就在崔瀚还在写信之际,西围陈家迎来一位客人。
来人很正式,还送上了拜贴。
陈迎替陈知接了,然后道:“这个戴芮,属下有些印象,确实是陈家旧故。”
陈知这才抬眼道:“可是那个城西戴家?”
陈迎:“正是。”
陈知:“是他家的话,就不用见了。”
胡行鲁拦了陈知一下:“主上,这戴家是与陈家有旧怨吗?”
陈知:“旧怨谈不上,只是当年陈家落难,戴家不伸援手尚可理解,但有落井下石之嫌,大卫若是没亡,我陈家的那些田地恐还在戴家的手中。
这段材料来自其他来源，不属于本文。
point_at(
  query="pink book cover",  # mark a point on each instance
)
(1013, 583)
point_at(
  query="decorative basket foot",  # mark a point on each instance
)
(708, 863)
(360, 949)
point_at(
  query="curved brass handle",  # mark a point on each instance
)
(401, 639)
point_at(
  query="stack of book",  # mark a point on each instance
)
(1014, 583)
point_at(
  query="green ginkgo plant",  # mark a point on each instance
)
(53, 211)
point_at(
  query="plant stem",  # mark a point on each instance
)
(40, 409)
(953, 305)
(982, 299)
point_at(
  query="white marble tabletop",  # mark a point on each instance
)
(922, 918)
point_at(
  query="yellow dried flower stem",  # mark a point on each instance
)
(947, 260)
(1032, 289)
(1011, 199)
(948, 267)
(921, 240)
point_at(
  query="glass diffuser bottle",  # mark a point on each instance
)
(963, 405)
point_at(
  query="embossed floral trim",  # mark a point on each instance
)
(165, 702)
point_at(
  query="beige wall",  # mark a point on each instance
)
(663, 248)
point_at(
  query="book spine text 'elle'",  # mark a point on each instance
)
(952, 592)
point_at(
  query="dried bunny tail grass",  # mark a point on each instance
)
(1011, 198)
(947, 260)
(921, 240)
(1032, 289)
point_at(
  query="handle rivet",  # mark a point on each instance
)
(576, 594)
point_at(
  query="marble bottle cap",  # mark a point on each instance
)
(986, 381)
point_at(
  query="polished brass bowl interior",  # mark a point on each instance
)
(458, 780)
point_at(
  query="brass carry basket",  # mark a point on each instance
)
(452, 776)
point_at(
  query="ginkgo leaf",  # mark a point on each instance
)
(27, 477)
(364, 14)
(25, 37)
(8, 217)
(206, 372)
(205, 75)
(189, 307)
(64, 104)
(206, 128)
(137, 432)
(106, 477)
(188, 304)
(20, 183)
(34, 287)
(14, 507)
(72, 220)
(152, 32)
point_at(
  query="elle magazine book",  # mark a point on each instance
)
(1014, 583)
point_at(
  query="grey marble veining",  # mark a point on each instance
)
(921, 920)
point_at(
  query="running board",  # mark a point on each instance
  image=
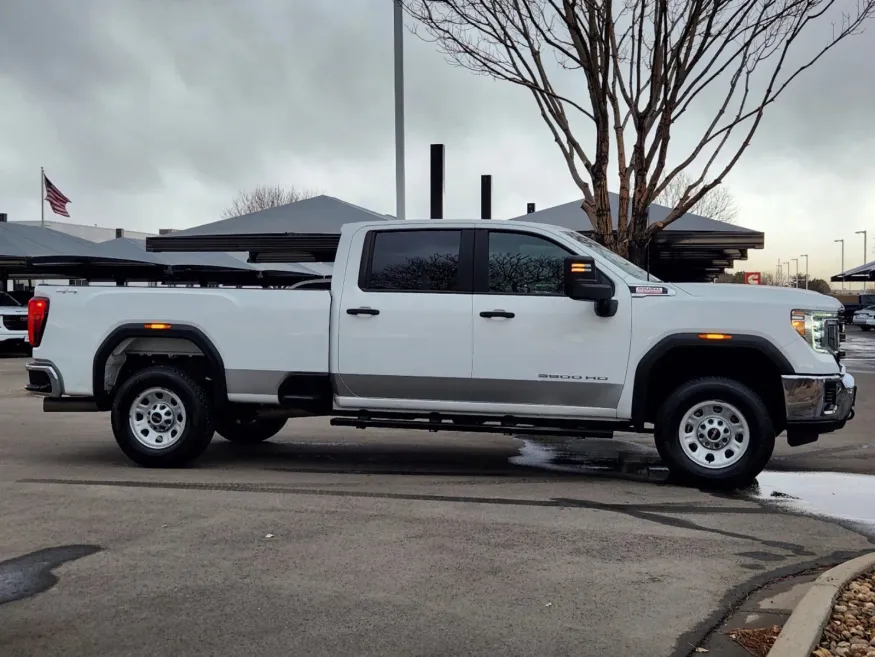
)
(70, 405)
(437, 425)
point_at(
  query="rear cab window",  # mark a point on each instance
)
(417, 260)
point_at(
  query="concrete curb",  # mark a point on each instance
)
(802, 631)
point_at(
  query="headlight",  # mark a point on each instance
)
(812, 326)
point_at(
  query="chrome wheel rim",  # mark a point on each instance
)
(714, 435)
(157, 418)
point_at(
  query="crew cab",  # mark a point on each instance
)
(13, 321)
(475, 326)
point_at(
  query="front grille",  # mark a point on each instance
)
(15, 322)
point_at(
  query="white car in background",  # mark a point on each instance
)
(864, 318)
(13, 321)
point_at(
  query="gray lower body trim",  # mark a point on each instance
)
(585, 394)
(254, 382)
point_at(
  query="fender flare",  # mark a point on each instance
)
(681, 340)
(182, 331)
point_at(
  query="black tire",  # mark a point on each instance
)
(243, 430)
(761, 438)
(195, 435)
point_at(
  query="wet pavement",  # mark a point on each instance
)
(390, 542)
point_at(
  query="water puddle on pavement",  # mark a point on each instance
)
(849, 498)
(593, 456)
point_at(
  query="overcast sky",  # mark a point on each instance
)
(152, 113)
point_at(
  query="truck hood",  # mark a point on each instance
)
(789, 296)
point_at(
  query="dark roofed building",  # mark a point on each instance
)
(693, 248)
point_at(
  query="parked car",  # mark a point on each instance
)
(864, 318)
(476, 326)
(13, 321)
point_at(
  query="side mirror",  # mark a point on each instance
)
(581, 282)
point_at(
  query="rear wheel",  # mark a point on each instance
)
(714, 432)
(161, 418)
(248, 429)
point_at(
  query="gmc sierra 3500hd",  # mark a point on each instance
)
(490, 326)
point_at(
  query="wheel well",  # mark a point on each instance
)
(746, 364)
(127, 352)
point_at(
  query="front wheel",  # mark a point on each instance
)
(714, 432)
(248, 430)
(161, 418)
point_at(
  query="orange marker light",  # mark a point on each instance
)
(714, 336)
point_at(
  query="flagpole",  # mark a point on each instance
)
(42, 197)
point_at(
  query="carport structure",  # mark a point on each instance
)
(691, 249)
(302, 232)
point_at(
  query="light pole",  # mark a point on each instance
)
(805, 255)
(865, 250)
(400, 211)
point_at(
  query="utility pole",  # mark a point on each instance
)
(805, 255)
(400, 201)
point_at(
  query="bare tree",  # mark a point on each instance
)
(642, 65)
(264, 197)
(717, 204)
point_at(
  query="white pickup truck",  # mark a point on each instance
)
(13, 321)
(480, 326)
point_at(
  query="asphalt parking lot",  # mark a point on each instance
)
(340, 542)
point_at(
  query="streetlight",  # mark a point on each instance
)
(805, 255)
(399, 111)
(865, 251)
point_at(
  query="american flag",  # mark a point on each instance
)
(57, 200)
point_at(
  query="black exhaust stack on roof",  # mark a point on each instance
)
(486, 197)
(437, 181)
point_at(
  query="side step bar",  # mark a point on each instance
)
(428, 425)
(70, 405)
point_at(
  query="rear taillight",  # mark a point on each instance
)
(37, 315)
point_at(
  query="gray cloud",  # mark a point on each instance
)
(148, 112)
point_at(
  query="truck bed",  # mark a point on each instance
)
(261, 334)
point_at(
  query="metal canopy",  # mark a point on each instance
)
(693, 248)
(314, 223)
(19, 242)
(862, 273)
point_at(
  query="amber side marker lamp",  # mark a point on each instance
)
(714, 336)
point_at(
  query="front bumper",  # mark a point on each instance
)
(44, 379)
(819, 403)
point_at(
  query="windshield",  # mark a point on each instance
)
(613, 258)
(6, 300)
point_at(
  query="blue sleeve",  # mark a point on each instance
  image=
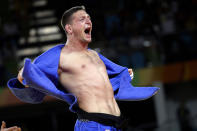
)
(29, 95)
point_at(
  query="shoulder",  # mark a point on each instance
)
(50, 54)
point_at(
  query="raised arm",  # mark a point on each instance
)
(20, 77)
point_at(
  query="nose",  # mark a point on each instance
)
(88, 21)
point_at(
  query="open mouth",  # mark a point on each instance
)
(87, 30)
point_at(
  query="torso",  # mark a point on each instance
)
(84, 74)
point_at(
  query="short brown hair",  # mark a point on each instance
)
(68, 13)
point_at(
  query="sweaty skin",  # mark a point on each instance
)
(84, 74)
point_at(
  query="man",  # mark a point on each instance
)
(79, 76)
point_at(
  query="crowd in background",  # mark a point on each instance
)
(136, 34)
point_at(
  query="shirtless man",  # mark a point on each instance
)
(82, 73)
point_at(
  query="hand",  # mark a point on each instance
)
(131, 73)
(14, 128)
(20, 77)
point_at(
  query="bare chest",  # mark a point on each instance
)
(78, 62)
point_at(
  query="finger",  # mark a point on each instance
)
(3, 125)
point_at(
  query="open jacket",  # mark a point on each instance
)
(41, 76)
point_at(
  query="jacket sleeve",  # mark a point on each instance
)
(121, 83)
(29, 95)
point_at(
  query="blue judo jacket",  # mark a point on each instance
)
(41, 76)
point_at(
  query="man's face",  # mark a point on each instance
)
(81, 26)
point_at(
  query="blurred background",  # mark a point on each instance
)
(157, 38)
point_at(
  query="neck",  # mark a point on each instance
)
(76, 45)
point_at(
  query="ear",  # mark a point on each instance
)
(68, 28)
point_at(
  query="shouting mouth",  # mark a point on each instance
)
(87, 31)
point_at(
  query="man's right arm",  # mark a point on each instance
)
(20, 77)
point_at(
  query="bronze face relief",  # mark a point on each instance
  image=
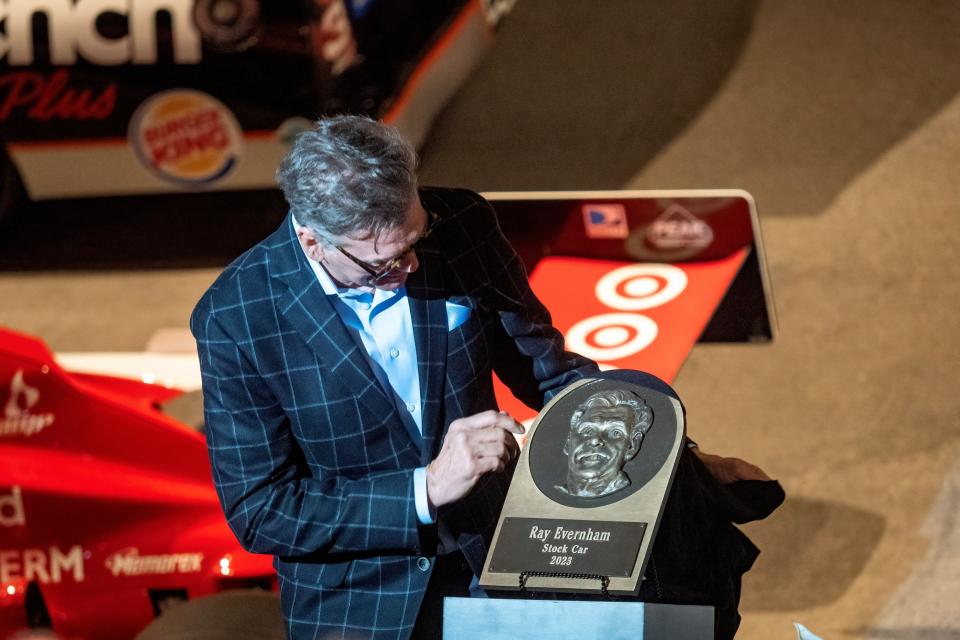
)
(606, 431)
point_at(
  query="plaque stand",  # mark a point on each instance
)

”
他这样一说,胡行鲁就明白了,这戴家虽没到席家背叛的份上,却也在陈家落难时分了一杯羹。 不是席家那样的旧怨就好,胡行鲁劝道:“鄙还是觉得主上见一见此人的好,这么多年未见,也未听到戴家的消息,何不听一听他要做什么。且此人在都城多年,也许能带来什么咱们不知道的。”
陈知想了想:“先生说得有理,带人进来吧。”
没一会儿,戴芮带着一名青年还有一个随从走了进来。
戴芮一看到陈知就哭了出来:“贤侄啊,你可还记得我?都长这么大了,与你父颇像。”
陈知眉心一动,本来他看此人倒是能勾起一些对父亲的思忆,若父亲还在也该是这样的年纪吧。
但戴芮主动提及父亲,陈知只觉虚伪和恶心,他不动声色,直接问道:“戴公来此,是有何事?”
戴芮身旁的青年人站了出来:“见过陈二郎君。”
戴芮赶忙介绍:“这是我长子,戴诚。”
戴诚继续道:“二郎君有所不知,自从大卫出事,我家誓死护主不承认姚王,因此被他所迫,不得已离开都城。”